The level of granularity can also be important. If sentiment is assigned at a document level—that is, each tweet or blog post is assigned a positive, neutral or negative sentiment—how does the hypothetical tweet “I love Marriott’s bathrooms but the beds are lumpy” get classified? A chief executive officer cautions, “Ratings need to be assigned on a subject level at a minimum; a solution that assigns them at a document level is going to miss something.”
Whose opinion is it?
Even if a sentiment analysis tool were always accurate, the opinions don’t necessarily carry equal weight. Dell has an estimated 8,000 to 10,000 online conversations about its brand each day, which span the spectrum of positive to negative; the company needs to understand whose opinion actually has the power to move brand perception, and keep close tabs on those. Sentiment analysis needs to be connected to social metrics and influence analysis to make sense.
Levy agrees, saying companies understand that listening to social media is important but now need help in filtering. “There is no longer the notion that trusted information only comes from The New York Times,” he says. “Once you get a handle on who is influencing your brand, that becomes actionable.” Influence analysis, analyzing digital breadcrumbs to see which individuals have the highest credibility and widest reach, should be a part of the overall text analytics strategy. By knowing in advance who the influencers are for your brand, you’ll be better prepared to manage crisis and opportunity effectively, reaching out to 20 key contacts instead of 10,000 questionable ones.
Taking sentiment out of the silo
There’s widespread agreement among vendors and analysts that text analysis is only as valuable as the actions it prompts. In a Forrester report from February 2009, called “Obstacles To Customer Experience Success,” a survey of 90 customer experience decision-makers from large North American firms found that 89 percent said that customer experience would be either very important or critical to their 2009 efforts, but a lack of cooperation across organizations remains a major obstacle.
When it comes to sentiment analysis, different functions are listening for different answers. A customer service manager needs insight into customer experience, a product manager wants to hear complaints or praise for features as well as product design ideas, and brand managers may be looking for competitive intelligence.

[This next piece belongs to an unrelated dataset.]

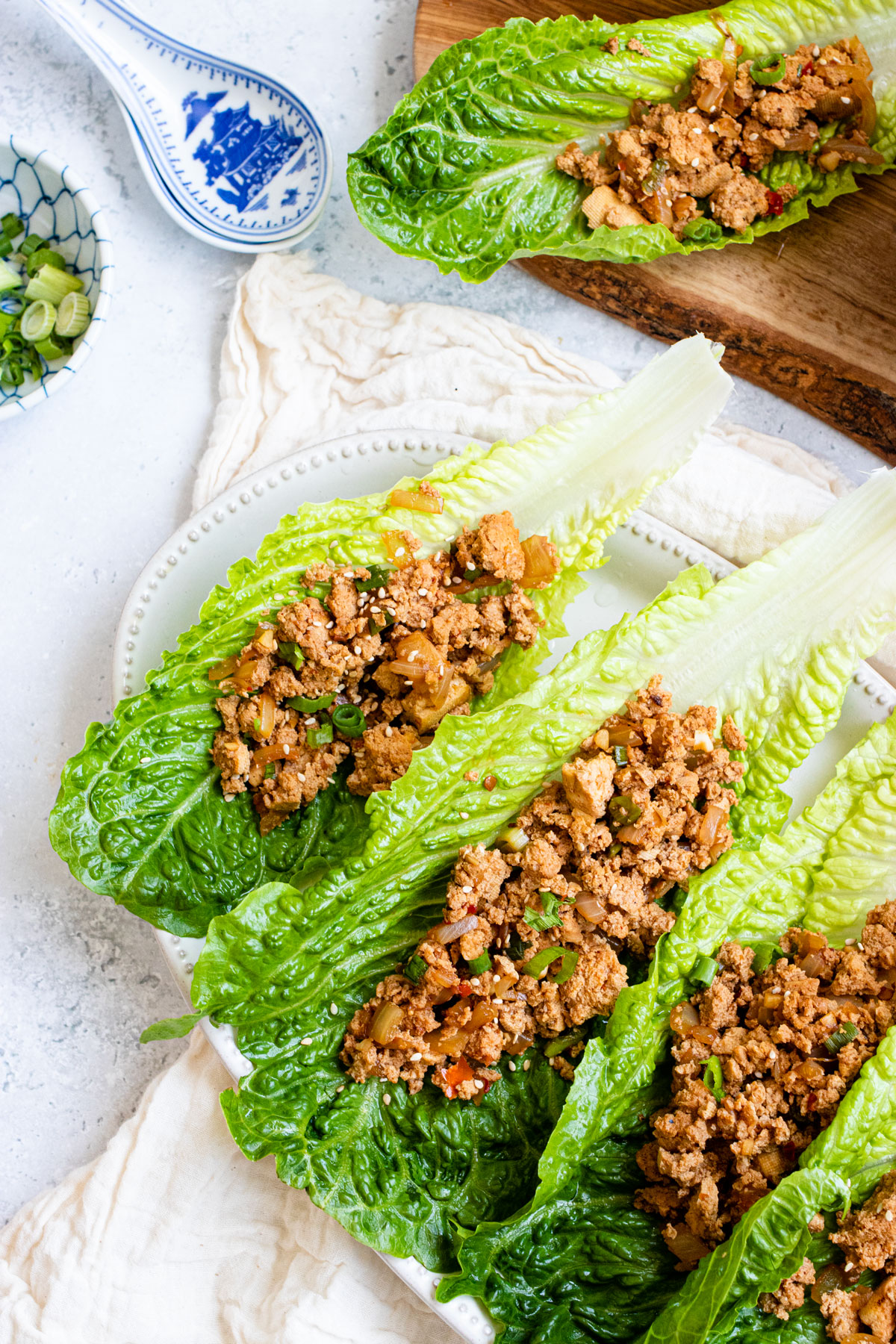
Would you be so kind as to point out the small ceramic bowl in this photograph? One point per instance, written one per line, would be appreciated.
(55, 203)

For customers of online monitoring solutions, acting on the feed of information is the hardest part of the equation. You must have an environment where people are culturally attuned to action.
The challenge to the enterprise is to combine analysis of what is being said, by whom, with more structured customer intelligence data in order to develop a robust customer engagement strategy. Forrester’s Vittal says that to break sentiment analysis out of the silo, “The platforms must be open and integratable. Customer intelligence data is still siloed, and there is a complexity gap that must be overcome.”
Companies should combine unstructured data from opinions about their brands and products, posted on social media and other traditional online sites, with public opinion as measured through structured survey research, to paint a richer picture of consumers’ emotions and decision factors.
For companies that are just getting started with sentiment analysis, the first step is to listen to what’s being said, analyze the information and identify possible root causes behind it—a company can truly begin to capitalize on the promise of text analytics- and use it as input to their marketing strategy.